The debut feature from writer and director Kirsten Carthew, The Sun at Midnight, casts rising star Devry Jacobs (Rhymes for Young Ghouls) as Lia, a sullen, artistic, fashionista teenager disgruntled with her dads decision to send her to live with her grandmother in the subarctic while he takes off on a two month contract for work. Not fitting in and finding herself bullied, she attempts to run away in a boat to something close to civilization. Once that doesn’t pan out, she finds herself stranded in the wilderness about a four week walk from anywhere. It’s in this dire situation – and following a harrowing encounter at a hunter camp – that she befriends Alfred (Duane Howard, best known from The Revenant), a caribou tracker who agrees to watch over and protect her.
It’s pretty much a bog standard tale of a spoiled teen learning something from a wizened sage until it’s time for her to repay the favour and he learns something from her in return. Carthew’s tale is formulaic and basic, rushing perhaps a bit too quickly through her first act while we’re just getting to know Lia. Nothing hits as too much of a shock, and yet it still feels like things escalate quicker than they should.
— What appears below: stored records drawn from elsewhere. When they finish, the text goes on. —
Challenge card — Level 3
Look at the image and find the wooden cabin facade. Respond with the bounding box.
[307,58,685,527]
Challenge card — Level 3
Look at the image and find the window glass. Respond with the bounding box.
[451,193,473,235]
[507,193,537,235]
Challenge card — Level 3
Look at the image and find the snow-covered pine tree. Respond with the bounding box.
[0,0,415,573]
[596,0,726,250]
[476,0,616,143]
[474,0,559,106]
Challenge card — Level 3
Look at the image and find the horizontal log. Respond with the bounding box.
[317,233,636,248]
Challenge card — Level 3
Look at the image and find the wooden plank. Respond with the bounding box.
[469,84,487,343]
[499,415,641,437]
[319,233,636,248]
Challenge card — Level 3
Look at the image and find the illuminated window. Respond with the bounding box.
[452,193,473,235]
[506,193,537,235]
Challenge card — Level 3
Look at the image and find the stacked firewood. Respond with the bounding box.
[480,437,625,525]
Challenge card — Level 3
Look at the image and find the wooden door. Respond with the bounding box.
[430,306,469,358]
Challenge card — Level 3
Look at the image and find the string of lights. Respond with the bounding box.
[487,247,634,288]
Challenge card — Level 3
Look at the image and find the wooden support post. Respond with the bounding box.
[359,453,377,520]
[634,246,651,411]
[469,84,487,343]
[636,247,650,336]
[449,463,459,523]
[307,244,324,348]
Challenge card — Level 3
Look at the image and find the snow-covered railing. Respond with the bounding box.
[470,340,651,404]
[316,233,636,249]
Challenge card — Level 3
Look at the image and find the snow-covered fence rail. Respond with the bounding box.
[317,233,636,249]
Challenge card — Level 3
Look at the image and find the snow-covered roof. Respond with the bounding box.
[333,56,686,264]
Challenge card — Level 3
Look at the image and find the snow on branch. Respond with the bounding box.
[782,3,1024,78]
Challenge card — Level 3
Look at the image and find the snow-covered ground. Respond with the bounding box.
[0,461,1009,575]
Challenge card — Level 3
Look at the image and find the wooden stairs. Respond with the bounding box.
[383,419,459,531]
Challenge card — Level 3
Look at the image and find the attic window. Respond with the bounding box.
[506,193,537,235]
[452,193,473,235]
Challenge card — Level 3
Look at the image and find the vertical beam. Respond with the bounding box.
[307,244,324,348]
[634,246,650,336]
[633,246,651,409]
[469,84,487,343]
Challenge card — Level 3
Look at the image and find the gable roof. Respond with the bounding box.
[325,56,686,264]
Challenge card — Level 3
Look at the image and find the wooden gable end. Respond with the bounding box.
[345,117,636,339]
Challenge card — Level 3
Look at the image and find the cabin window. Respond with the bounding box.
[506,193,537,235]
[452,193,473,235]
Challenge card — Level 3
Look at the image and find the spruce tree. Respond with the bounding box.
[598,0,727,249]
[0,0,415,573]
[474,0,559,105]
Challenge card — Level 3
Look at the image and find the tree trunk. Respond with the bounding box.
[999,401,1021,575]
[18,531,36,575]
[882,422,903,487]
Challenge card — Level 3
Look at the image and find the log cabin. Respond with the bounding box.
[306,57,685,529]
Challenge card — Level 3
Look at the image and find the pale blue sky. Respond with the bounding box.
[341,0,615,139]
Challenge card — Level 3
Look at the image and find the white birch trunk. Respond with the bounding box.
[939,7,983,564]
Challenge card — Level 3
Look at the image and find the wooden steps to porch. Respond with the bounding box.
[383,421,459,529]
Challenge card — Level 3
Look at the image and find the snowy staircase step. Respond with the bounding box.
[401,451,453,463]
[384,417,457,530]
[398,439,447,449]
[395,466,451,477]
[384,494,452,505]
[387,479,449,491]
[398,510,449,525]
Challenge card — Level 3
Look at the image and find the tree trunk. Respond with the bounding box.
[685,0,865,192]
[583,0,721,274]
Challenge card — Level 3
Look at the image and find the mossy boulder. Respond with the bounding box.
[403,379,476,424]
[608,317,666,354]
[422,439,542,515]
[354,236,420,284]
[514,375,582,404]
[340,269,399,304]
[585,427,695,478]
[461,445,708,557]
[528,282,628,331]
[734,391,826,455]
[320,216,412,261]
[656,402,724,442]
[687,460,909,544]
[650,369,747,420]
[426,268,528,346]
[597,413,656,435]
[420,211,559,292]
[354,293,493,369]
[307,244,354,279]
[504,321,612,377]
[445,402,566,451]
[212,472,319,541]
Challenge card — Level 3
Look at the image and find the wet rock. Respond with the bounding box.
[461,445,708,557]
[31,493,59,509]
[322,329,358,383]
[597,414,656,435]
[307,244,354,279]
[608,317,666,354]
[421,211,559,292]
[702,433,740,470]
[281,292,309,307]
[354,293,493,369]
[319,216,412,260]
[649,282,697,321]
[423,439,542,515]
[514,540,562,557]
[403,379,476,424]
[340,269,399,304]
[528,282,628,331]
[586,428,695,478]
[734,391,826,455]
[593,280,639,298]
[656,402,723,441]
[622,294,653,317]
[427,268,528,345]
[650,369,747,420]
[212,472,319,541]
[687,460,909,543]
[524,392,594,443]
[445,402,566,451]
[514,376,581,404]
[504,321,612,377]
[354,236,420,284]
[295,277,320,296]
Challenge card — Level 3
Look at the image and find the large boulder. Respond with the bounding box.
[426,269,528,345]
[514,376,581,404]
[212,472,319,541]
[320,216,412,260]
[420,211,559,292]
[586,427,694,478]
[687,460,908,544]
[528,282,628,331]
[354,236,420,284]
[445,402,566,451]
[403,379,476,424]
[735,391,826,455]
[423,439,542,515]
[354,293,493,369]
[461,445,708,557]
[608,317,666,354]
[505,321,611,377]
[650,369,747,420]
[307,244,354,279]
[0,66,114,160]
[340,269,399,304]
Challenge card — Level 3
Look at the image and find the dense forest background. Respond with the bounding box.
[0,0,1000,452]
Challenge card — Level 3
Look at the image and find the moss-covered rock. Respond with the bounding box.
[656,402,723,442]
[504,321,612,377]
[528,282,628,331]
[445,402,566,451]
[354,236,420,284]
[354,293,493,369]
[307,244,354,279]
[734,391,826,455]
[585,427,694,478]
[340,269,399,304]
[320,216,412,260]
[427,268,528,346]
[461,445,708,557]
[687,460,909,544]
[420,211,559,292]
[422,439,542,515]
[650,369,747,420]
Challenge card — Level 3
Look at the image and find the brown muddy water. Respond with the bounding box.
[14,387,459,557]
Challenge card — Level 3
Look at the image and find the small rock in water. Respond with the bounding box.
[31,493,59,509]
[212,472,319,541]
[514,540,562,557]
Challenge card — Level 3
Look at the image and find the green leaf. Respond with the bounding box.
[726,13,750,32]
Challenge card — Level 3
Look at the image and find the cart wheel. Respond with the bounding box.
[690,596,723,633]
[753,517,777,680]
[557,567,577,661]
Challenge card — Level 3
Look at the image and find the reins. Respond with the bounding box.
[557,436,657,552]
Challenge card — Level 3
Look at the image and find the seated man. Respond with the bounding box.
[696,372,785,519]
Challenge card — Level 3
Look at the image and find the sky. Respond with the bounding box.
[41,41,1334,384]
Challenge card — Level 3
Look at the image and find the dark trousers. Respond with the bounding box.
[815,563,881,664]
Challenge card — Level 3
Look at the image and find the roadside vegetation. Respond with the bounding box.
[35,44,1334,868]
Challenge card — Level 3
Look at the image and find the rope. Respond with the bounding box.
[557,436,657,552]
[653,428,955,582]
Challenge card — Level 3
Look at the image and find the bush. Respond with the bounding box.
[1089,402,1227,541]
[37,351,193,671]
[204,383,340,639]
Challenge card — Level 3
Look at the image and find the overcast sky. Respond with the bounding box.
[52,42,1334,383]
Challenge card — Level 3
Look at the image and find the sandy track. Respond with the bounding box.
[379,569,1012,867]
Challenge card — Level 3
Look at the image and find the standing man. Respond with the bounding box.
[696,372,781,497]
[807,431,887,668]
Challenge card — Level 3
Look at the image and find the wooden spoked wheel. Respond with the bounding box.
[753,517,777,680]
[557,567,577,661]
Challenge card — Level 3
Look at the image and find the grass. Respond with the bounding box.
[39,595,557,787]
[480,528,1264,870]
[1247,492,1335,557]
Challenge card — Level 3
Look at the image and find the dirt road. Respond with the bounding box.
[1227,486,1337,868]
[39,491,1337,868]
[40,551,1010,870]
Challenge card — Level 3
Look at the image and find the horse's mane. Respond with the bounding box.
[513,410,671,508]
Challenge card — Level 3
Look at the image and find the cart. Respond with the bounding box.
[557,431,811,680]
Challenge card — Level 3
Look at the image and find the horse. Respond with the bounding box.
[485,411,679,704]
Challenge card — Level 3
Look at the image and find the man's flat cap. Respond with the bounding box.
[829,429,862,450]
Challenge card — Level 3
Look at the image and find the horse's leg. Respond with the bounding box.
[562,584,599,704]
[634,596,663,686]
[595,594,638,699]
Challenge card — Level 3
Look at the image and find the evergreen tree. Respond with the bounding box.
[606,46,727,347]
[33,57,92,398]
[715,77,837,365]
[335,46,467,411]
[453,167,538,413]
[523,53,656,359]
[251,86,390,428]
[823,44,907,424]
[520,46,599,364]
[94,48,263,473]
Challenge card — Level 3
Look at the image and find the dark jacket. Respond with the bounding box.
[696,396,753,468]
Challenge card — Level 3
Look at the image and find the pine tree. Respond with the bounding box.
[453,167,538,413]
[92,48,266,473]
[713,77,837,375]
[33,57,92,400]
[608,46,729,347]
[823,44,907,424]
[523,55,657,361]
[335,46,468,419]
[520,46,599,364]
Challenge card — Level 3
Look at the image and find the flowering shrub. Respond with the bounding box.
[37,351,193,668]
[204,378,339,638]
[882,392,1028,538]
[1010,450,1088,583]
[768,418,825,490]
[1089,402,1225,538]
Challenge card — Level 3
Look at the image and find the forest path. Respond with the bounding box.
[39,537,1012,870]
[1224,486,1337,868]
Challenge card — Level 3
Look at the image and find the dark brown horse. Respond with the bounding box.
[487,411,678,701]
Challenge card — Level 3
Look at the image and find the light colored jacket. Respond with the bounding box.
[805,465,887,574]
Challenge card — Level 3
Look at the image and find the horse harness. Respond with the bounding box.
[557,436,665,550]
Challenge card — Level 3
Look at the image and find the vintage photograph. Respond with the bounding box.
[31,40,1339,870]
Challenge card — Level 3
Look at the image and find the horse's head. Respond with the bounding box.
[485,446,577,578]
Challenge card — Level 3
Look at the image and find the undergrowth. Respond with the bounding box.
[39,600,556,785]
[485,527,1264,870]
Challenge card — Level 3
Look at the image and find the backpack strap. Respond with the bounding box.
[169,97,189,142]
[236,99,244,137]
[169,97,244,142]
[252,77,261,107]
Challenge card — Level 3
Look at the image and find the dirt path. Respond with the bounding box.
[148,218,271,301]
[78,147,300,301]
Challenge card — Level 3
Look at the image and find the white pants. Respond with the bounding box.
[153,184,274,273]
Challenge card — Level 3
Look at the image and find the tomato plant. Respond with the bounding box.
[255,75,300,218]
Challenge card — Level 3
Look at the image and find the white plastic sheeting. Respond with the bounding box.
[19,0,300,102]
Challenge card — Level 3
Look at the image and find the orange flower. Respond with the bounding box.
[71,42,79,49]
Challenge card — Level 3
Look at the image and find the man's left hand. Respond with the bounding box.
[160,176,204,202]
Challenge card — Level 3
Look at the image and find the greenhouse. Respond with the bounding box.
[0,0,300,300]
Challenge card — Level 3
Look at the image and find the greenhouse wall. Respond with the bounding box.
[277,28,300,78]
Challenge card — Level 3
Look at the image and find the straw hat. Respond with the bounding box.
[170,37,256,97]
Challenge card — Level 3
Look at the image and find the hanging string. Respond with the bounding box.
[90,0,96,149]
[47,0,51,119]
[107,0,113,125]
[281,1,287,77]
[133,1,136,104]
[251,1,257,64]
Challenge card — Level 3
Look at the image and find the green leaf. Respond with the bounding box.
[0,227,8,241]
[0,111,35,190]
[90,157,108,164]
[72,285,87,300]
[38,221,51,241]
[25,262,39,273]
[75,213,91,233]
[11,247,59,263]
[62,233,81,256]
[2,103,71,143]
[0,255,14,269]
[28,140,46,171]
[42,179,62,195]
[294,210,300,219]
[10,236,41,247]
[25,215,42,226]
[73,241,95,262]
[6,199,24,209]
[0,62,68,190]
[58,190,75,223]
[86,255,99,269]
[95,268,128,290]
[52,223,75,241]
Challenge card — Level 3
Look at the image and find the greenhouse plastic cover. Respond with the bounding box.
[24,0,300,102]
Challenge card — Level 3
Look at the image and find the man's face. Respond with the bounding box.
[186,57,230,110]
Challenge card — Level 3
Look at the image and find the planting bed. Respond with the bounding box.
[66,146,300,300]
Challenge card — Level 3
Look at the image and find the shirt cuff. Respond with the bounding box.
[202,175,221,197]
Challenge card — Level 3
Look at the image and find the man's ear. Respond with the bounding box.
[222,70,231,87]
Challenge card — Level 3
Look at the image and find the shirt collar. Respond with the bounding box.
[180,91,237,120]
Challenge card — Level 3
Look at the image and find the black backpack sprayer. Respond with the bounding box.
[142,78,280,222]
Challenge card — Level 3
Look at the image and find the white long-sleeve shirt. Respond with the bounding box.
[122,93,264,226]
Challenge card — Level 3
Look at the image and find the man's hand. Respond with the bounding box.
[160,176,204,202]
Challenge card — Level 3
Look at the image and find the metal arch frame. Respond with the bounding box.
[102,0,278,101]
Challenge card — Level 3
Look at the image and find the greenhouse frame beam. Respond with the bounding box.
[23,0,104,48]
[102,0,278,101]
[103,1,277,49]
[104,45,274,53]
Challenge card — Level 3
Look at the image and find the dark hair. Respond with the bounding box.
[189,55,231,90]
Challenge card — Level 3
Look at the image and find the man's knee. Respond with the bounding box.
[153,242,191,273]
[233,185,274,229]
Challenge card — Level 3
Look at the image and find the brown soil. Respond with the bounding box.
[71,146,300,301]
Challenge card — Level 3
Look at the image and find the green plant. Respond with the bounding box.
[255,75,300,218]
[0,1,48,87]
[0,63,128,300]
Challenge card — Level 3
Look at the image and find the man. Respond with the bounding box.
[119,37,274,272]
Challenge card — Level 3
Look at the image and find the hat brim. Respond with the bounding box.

Possibly the hurry in the early going is to get to the bits with Jacobs and Howard together, since the chemistry the actors have together is effortless and genuine. They bring The Sun at Midnight to roaring life whenever they’re allowed to bounce off each other, and the film flounders whenever they aren’t on screen together. Thankfully, that’s much of Carthew’s film, so the results are a minor success. It should also go without saying that Carthew captures the beauty of the Canadian North in summer to gorgeous effect.